O levantamento definiu como sedentários os participantes que praticavam menos de 150 minutos semanais de exercício moderado a vigoroso, padrão adotado pela Organização Mundial da Saúde. Segundo a OMS, esse nível de atividade é caracterizado por esforço que dificulta a conversa durante a prática.

A partir dos 50 anos, os autores observaram que a ativação contínua dos mecanismos de estresse mantém o organismo em estado persistente de alerta, o que provoca desgaste do sistema nervoso e aumenta o risco para o coração. A chamada carga alostática — o acúmulo de desgaste associado à ativação crônica do estresse — foi 17% maior entre quem não se exercitava ou reduziu a prática entre os 31 e 46 anos.

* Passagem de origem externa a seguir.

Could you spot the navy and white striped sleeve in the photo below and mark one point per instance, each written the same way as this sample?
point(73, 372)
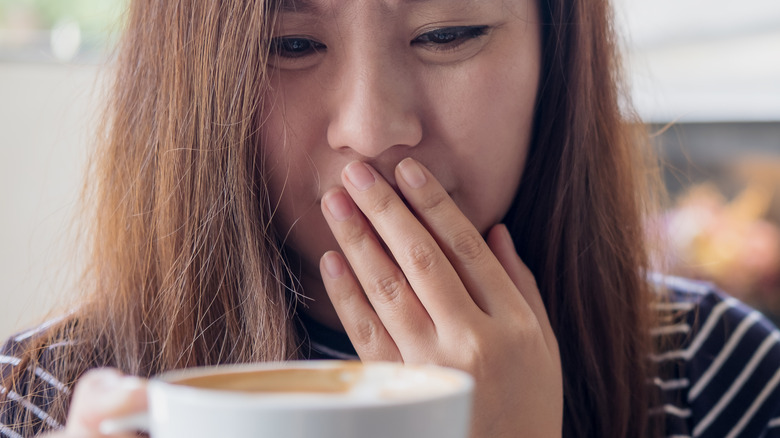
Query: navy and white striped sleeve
point(725, 379)
point(26, 399)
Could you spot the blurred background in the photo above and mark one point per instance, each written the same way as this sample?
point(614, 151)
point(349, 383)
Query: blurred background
point(704, 75)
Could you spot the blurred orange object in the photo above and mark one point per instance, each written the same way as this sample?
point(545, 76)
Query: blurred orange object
point(731, 243)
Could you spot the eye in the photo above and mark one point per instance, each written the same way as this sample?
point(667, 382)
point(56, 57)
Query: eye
point(449, 38)
point(295, 47)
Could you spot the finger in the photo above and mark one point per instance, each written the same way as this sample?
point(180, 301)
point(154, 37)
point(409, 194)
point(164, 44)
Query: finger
point(501, 244)
point(102, 394)
point(417, 253)
point(394, 302)
point(478, 268)
point(363, 326)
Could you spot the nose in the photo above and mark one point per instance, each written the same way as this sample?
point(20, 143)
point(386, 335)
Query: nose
point(374, 107)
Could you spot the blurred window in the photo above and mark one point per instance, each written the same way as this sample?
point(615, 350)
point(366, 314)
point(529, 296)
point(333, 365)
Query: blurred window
point(58, 30)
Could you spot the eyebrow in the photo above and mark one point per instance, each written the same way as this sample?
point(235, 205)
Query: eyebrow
point(311, 6)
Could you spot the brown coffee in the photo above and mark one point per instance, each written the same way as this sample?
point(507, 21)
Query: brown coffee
point(305, 380)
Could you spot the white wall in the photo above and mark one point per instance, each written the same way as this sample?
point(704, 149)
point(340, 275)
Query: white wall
point(45, 125)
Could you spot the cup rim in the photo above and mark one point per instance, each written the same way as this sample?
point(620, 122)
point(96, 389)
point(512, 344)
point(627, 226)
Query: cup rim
point(300, 401)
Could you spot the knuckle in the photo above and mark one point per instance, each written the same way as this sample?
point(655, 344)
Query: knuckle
point(434, 200)
point(383, 204)
point(365, 331)
point(421, 256)
point(353, 236)
point(468, 245)
point(388, 289)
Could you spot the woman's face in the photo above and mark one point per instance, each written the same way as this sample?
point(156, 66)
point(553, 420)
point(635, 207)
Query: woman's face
point(451, 83)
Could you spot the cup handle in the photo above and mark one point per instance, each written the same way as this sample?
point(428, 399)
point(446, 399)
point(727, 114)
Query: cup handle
point(129, 423)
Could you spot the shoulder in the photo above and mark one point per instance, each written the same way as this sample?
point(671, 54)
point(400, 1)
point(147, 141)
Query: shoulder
point(30, 386)
point(720, 361)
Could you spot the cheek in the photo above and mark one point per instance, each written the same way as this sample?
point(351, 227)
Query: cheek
point(490, 135)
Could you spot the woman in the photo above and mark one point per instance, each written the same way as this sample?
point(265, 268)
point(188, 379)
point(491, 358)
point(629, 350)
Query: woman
point(418, 127)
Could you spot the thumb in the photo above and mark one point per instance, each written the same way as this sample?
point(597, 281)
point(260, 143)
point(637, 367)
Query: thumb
point(500, 242)
point(102, 394)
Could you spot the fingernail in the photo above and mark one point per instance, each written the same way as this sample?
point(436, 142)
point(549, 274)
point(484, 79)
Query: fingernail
point(507, 235)
point(412, 173)
point(360, 176)
point(332, 264)
point(338, 205)
point(114, 390)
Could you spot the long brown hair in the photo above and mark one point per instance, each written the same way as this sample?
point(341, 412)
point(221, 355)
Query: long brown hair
point(185, 269)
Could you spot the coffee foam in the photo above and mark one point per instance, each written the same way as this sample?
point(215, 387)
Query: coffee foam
point(349, 380)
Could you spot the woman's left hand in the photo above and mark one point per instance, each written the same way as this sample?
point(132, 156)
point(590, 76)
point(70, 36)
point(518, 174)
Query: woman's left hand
point(425, 287)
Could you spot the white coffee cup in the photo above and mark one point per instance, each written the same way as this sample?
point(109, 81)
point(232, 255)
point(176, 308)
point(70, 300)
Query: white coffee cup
point(304, 399)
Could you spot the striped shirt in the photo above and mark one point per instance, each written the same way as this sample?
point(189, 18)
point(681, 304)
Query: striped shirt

Mais da metade dos participantes (1.800 pessoas) não alcançou o nível de atividade recomendado em nenhuma das avaliações e foi classificada como “inativa estável”. Esse grupo apresentou os maiores níveis de marcadores biológicos de estresse na meia-idade. Os pesquisadores usaram dois indicadores para avaliar a carga alostática, e ambos apontaram resultados desfavoráveis tanto para indivíduos sempre inativos quanto para aqueles que diminuíram sua atividade na vida adulta.

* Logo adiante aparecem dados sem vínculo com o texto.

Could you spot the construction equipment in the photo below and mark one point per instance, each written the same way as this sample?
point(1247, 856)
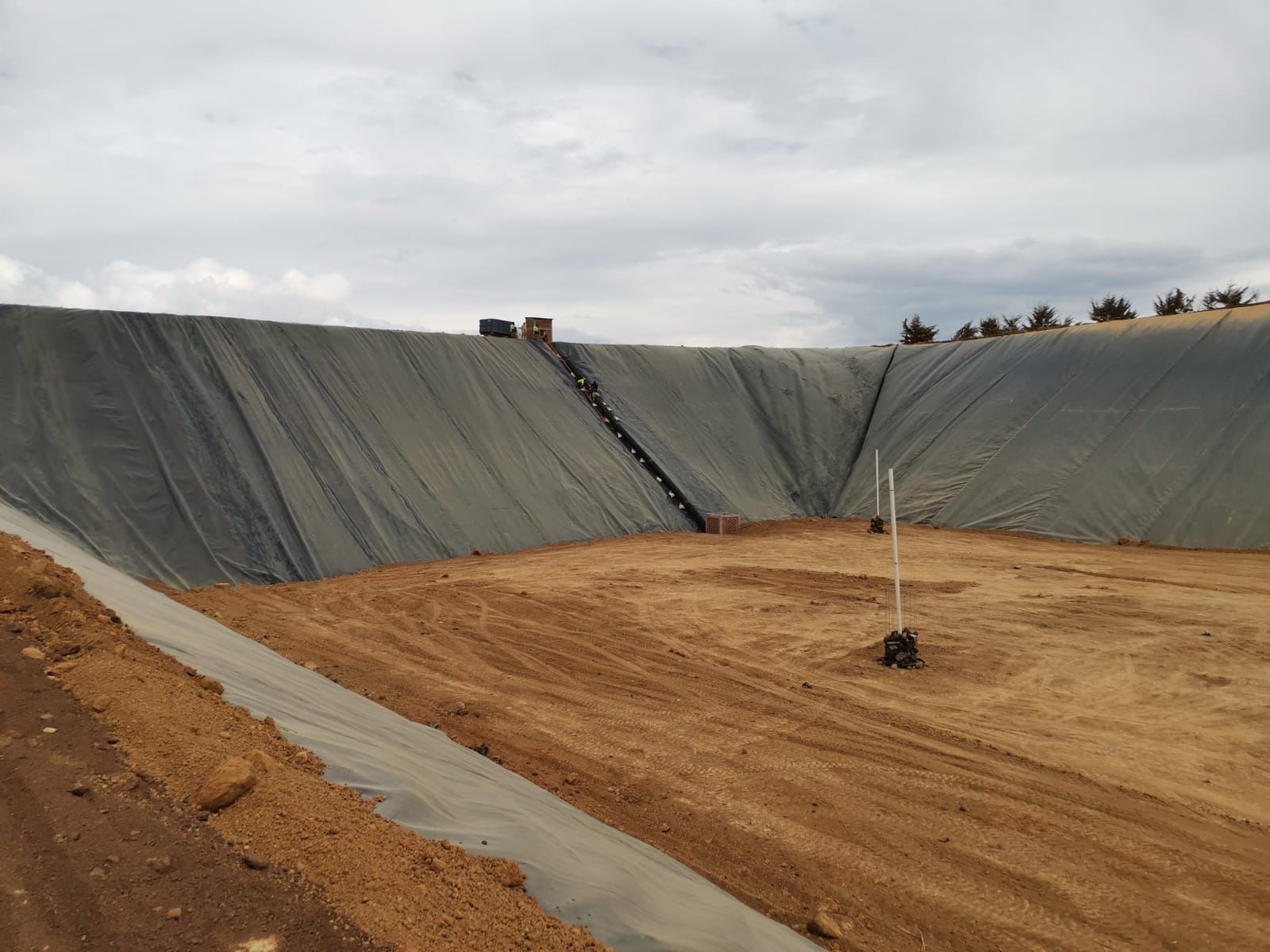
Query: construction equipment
point(495, 328)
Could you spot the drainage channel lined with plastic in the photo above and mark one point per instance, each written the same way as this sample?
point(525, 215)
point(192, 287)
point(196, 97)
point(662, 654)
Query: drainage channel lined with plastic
point(629, 895)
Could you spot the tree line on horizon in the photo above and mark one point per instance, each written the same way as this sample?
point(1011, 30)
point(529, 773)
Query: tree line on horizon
point(1110, 308)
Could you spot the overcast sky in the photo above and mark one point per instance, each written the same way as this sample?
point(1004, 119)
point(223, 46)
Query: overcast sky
point(732, 171)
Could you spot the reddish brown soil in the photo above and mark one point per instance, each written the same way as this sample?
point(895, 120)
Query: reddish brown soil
point(82, 835)
point(1079, 767)
point(337, 875)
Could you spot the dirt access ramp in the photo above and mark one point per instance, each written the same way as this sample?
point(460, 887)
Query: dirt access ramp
point(1079, 767)
point(102, 781)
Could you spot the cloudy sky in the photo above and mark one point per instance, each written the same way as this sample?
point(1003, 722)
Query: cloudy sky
point(710, 171)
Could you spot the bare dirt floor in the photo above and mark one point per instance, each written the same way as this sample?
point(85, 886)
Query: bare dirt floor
point(1081, 766)
point(106, 750)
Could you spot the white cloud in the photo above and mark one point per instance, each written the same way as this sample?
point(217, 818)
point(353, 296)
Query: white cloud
point(728, 171)
point(202, 286)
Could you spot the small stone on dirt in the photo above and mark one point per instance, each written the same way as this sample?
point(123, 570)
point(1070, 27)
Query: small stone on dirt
point(512, 877)
point(226, 784)
point(825, 927)
point(260, 762)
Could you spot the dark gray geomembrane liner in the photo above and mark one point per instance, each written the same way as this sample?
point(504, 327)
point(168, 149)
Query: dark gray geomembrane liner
point(768, 433)
point(1153, 429)
point(630, 895)
point(200, 450)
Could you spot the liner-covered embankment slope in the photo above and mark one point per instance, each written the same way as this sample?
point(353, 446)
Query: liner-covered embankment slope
point(768, 432)
point(194, 450)
point(1156, 429)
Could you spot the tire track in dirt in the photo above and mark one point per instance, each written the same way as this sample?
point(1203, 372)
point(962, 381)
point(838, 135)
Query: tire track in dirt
point(664, 677)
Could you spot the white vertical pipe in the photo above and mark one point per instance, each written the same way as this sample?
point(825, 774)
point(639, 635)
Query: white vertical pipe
point(895, 550)
point(876, 484)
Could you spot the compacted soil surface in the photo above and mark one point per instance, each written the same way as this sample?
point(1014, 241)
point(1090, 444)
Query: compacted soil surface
point(1081, 766)
point(106, 750)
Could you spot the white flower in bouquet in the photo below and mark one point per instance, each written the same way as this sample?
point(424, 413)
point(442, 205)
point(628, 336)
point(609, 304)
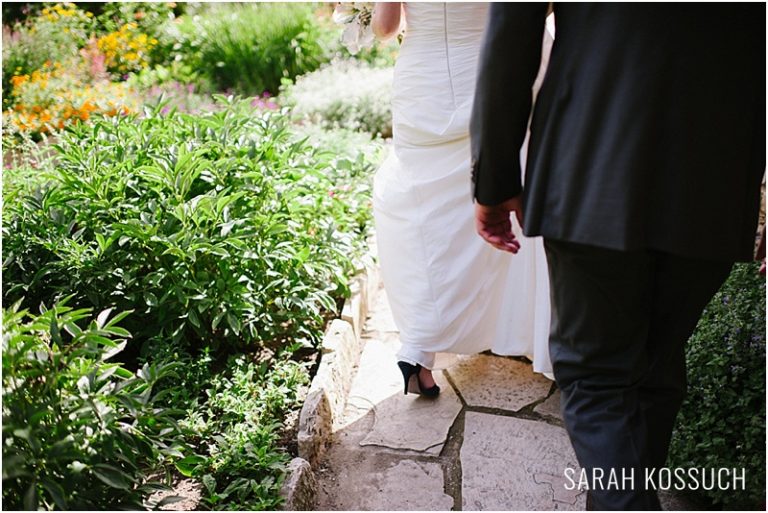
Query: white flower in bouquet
point(358, 33)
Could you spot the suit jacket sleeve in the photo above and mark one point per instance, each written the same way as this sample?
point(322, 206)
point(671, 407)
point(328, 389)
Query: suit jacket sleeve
point(509, 62)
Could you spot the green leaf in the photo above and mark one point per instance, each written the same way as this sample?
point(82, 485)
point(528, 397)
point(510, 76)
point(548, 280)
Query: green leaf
point(150, 299)
point(56, 492)
point(210, 483)
point(14, 466)
point(101, 320)
point(112, 476)
point(30, 497)
point(233, 322)
point(187, 465)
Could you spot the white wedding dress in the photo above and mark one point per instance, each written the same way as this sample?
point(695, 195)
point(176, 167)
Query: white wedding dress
point(449, 291)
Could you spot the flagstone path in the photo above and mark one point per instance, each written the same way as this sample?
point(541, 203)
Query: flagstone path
point(493, 440)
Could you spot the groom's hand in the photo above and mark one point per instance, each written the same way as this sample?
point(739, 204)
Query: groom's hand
point(495, 226)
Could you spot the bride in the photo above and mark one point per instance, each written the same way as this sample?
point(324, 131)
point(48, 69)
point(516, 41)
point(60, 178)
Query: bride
point(449, 291)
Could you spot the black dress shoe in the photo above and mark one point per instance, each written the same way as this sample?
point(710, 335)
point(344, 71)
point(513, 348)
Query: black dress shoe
point(412, 383)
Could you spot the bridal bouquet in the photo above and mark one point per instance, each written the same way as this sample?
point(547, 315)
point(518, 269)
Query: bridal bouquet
point(358, 33)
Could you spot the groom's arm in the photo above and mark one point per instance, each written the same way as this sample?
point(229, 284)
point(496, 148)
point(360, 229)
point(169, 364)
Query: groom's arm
point(508, 65)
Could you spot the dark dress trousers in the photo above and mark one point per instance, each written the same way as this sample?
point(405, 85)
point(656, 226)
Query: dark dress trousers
point(644, 165)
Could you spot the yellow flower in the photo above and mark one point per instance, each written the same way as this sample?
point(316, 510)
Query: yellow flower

Os mecanismos biológicos observados incluem resposta hormonal ao estresse — com liberação de cortisol, adrenalina e noradrenalina — que, quando acionados de forma recorrente, podem alterar pressão arterial, glicemia, colesterol e processos inflamatórios. O cardiologista Murilo Meneses, do Einstein Hospital Israelita em Goiânia, ressalta que essa ativação crônica contribui para disfunções vasculares, arritmias e maior probabilidade de eventos cardiovasculares agudos.

Imagem: dusan petkovic

Nunca é tarde para mudar

Entre os participantes, 651 aumentaram o nível de atividade entre os 31 e 46 anos e apresentaram uma carga de estresse comparável à de 418 indivíduos que já eram ativos antes do início do estudo e permaneceram assim. Em contrapartida, os 430 que reduziram a prática de exercícios durante a vida adulta tiveram níveis de estresse quase tão elevados quanto os inativos.

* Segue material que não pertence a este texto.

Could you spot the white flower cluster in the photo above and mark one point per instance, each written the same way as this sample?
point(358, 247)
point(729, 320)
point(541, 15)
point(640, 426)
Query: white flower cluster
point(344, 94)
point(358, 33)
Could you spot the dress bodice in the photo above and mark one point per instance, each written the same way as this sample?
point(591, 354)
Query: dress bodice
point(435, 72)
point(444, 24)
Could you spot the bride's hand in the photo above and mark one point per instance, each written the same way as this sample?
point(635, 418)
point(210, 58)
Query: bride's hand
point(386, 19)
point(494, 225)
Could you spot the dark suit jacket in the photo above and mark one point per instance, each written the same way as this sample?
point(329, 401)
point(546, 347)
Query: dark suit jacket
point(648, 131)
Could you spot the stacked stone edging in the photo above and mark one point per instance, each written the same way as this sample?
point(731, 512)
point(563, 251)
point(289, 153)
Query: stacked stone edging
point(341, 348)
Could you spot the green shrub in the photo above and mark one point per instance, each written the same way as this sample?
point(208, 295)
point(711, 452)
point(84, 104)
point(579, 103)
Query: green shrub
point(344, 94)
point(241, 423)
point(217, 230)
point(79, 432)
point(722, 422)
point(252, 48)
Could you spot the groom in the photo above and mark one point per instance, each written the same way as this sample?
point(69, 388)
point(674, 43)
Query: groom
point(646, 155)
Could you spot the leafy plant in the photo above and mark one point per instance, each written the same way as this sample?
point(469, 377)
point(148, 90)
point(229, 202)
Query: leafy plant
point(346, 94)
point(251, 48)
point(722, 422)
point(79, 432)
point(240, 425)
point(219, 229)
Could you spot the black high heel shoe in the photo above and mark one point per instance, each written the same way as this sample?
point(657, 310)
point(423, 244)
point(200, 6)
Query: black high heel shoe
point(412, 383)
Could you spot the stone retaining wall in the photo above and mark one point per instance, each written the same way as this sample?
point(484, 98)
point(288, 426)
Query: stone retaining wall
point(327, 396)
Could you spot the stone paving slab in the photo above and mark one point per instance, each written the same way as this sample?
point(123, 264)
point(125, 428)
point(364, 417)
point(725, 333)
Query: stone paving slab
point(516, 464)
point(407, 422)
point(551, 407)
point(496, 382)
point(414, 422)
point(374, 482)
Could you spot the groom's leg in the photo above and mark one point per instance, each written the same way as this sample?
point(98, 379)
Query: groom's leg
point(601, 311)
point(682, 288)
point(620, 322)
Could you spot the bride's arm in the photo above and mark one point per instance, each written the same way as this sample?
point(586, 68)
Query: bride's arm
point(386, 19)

Os autores do estudo destacam a necessidade de novas pesquisas de longa duração que incluam outros indicadores de estresse, como medidas de autopercepção. Enquanto isso, os resultados reforçam a associação entre sedentarismo e maior desgaste biológico, com implicações diretas para a saúde cardiovascular e metabólica ao longo do envelhecimento.